Back to the Future

February 16, 2016

We are obsessed with the future. Many explanations are offered for this, but most boil down to our general anxiety about the present. This tendency has some advantages and our “future obsession” may be, in fact, one of the key evolutionary advances that has propelled humans forward. By worrying and wondering, we seek to “see” and in so doing imagine paths that could enable our future.

Yet it is in fact the past that holds most of the clues from which our future depend. The laws of nature or perhaps simply the laws of “human nature” potently drive our trajectory, but we seem to be less and less interested in remembering these.

Educational institutions are great places to see where culture and society are heading. A recent survey of the Stanford University faculty directory revealed that forty-five percent of the professors teach humanities, yet only fifteen percent of the students take their classes. Students are less interested in learning what we already know in place of what we (they) could create.

Ironically when studying, we can only look to the past (if anything) to make the future more predictable. Be it weather forecasting, purchasing probability, unemployment, etc., our only toehold is what we can gather from historical data.

Perhaps the one particular exception to this is when trying to predict the potential of a new idea. Recent work has shown that historical bias is one of the more challenging obstacles in “creative forecasting.”

Narratives about the future are potent. The Weather Channel, the Star Wars series or dystopian stories like George Orwell’s 1984 (published in ’49) – anything that hints at an estimation of tomorrow grabs our immediate and relentless attention.

Each year, communities reconvene across the globe to take a glimpse into tomorrow. Every industry has its iconic gathering. In tech it is CES, in healthcare it’s J.P. Morgan, in medical device it’s AdvaMed – and at each, devotees pour over the pundit predictions, and scribble down the forecasts and “forward looking” statements in dutiful detail.

Our world’s leaders take their annual “dose of tomorrow” in the rarified alpine air of Davos, Switzerland. While it is probably safe to say that all Davos sessions touch in some way on “the future,” the 2016 program had no fewer than 12 different sessions explicitly focused on addressing the specific future of this, that or another – from the future of Ebola outbreaks, Made-in-China, to proofing the world economy, whatever that could mean. Selling the future sells tickets.

Our anxiety about the future is well founded; at least in the context of our ability to forecast it. The Good Judgment Project (GJP) is a fascinating study of our forecasting abilities – when it is possible, how accurate can we expect it to be and what makes a person (or group) particularly good at it.

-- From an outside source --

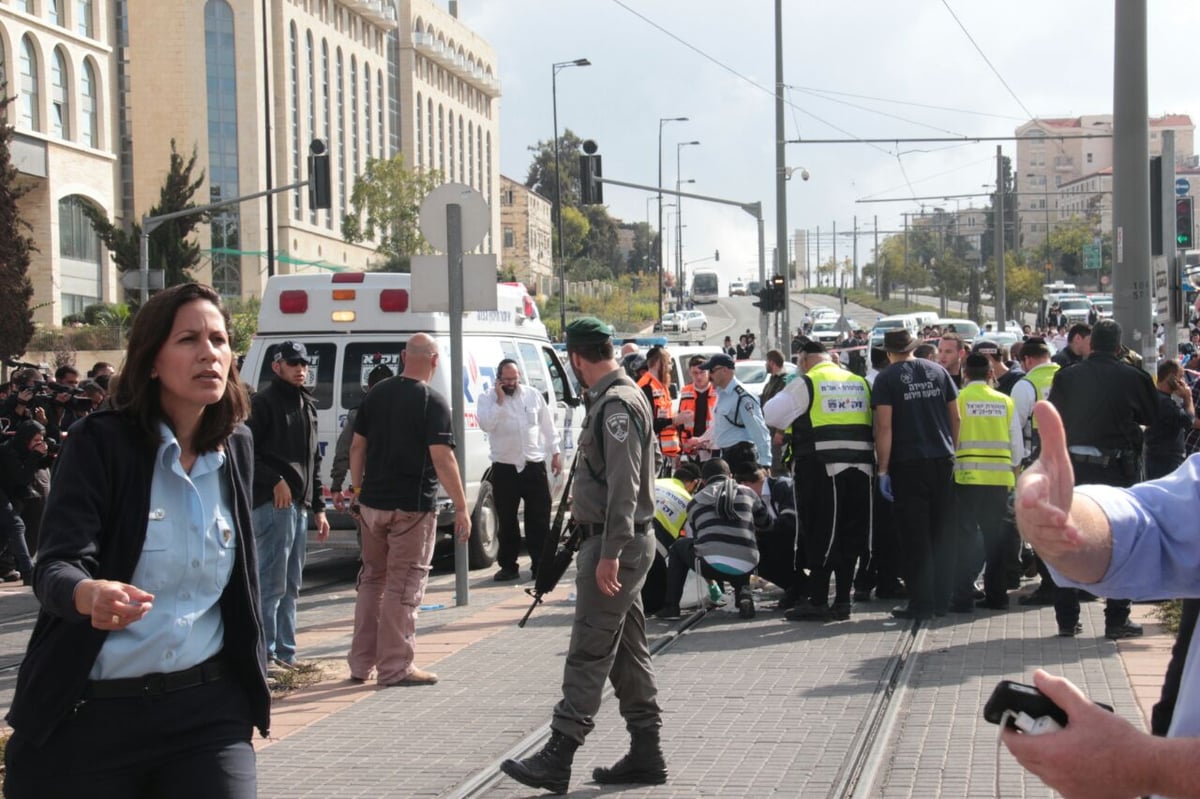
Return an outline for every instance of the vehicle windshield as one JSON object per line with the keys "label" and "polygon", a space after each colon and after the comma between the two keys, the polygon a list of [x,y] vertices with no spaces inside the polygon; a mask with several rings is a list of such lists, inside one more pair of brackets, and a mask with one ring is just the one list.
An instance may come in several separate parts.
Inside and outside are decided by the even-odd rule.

The GJP started in 2011, as a collaboration between Intelligence Advanced Research Projects Activity (IARPA), the Aggregative Contingent Estimation (ACE) group, and Philip E. Tetlock, Barbara Mellers and Don Moore. The question was simple. How close could laymen, if given basic training and access to generally available information, come to the predictions made by highly trained government intelligence experts who had access to highly classified information?

Over the course of several annual competitive cycles, a few thousand non-intelligence participants were involved. For the most part, their predictions were about as good (or less) than those generated by the professionals, but a subset emerged that could consistently perform at greater than 30 percent higher prediction accuracy – so called Super Forecasters – the top two percent of the non-intelligence participants.

While each was remarkably different in their thinking, some were more probabilistic and some more narrative, advantaged traits emerged over time. Those who were able to hold a more open mind and explore the range of possibilities before making their judgment were more effective – those who would take both an inside and outside view of the problem. Using something Daniel Kahneman calls “System 2” thinking, Super Forecasters were also those who embraced nuance and worked well with others by engaging in robust discussions on disagreements to develop a healthy debate. Yet perhaps most important was that Super Forecasters focused on improvement. Having dynamic access to their scores enabled them to learn from their mistakes and forced them to remember how difficult forecasting truly is. They stuck with it. They had the grit to look at the question from all sides.

So as we hunker down to finalize our 2016 goals and objectives, and focus on delivering the futures that we’ve promised, it is helpful to be reminded of some interesting similarities. Like those who get better at “guessing,” each of us can get better at “delivering” by remaining open-minded, deliberate, collaborative and feedback-driven.

While predicting the future is difficult building the future is less so.